Before he became world renowned as the leading figure in Japanese art cinema and stunned audiences with such influential cinematic masterpieces as Ikiru (1952), Seven Samurai (1954), The Throne of Blood (1957), The Hidden Fortress (1958), Yojimbo (1961), Sanjuro (1962), Kagemusha: The Shadow Warrior (1980), and Ran (1985), Akira Kurosawa first burst to international attention with the highly unique and unconventional art film Rashomon (1950).

The film is based on a short story by Ryunosuke Akutagawa which is set in 11th century Kyoto, the ancient capital of Japan, at a time marked by devastating earthquakes, fires, famine and plagues. During a pelting downpour, three figures shelter under the ruined remains of the largest entrance gate to the city.

While huddled together under the protection of the crumbling two-story Rashomon gate, a priest and a woodcutter describe the disturbing details of a recent crime to a concerned commoner. An aristocratic woman and her samurai husband traveling by horse had been attacked by a thief/bandit (Toshiro Mifune). The woman was raped in the forest and her husband murdered. While recalling the testimony of the people involved in the crime at the local tribunal courthouse, the film shows the events in flashback from the perspective of the three participants; the bandit, the woman, and the murdered husband (through a medium), and one witness, the woodcutter.
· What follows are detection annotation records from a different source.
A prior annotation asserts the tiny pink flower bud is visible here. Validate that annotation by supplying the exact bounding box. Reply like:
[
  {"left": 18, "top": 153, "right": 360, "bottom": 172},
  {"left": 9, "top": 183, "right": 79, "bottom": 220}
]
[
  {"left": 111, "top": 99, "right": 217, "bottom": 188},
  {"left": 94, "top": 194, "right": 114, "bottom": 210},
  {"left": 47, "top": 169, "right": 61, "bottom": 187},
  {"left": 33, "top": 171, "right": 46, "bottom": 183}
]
But in each retelling of the same events, the story changes significantly according to the person telling it. Eventually we realize that the truth is unknowable because people are self-serving and motivated by fear, greed and vanity. They all have reason to tell their own version of the events so everyone’s story is suspect.

It was important for Kurosawa to give audiences a moral perspective on life in Japan after the horrors of the second world war choosing stories like Rashomon and Stray Dog (1949). Japan at this time was lawless, undergoing extremely difficult times. The country was devastated by the war and in a state of complete destruction. People had no food or means of survival and returning soldiers were looked down upon by the starving civilians. Stealing and crime rates were extremely high and Kurosawa wanted to remind people that to rebuild society for our children Japan must hold itself to a new moral standard that would not be easy in these dark times but would eventually improve life for everyone.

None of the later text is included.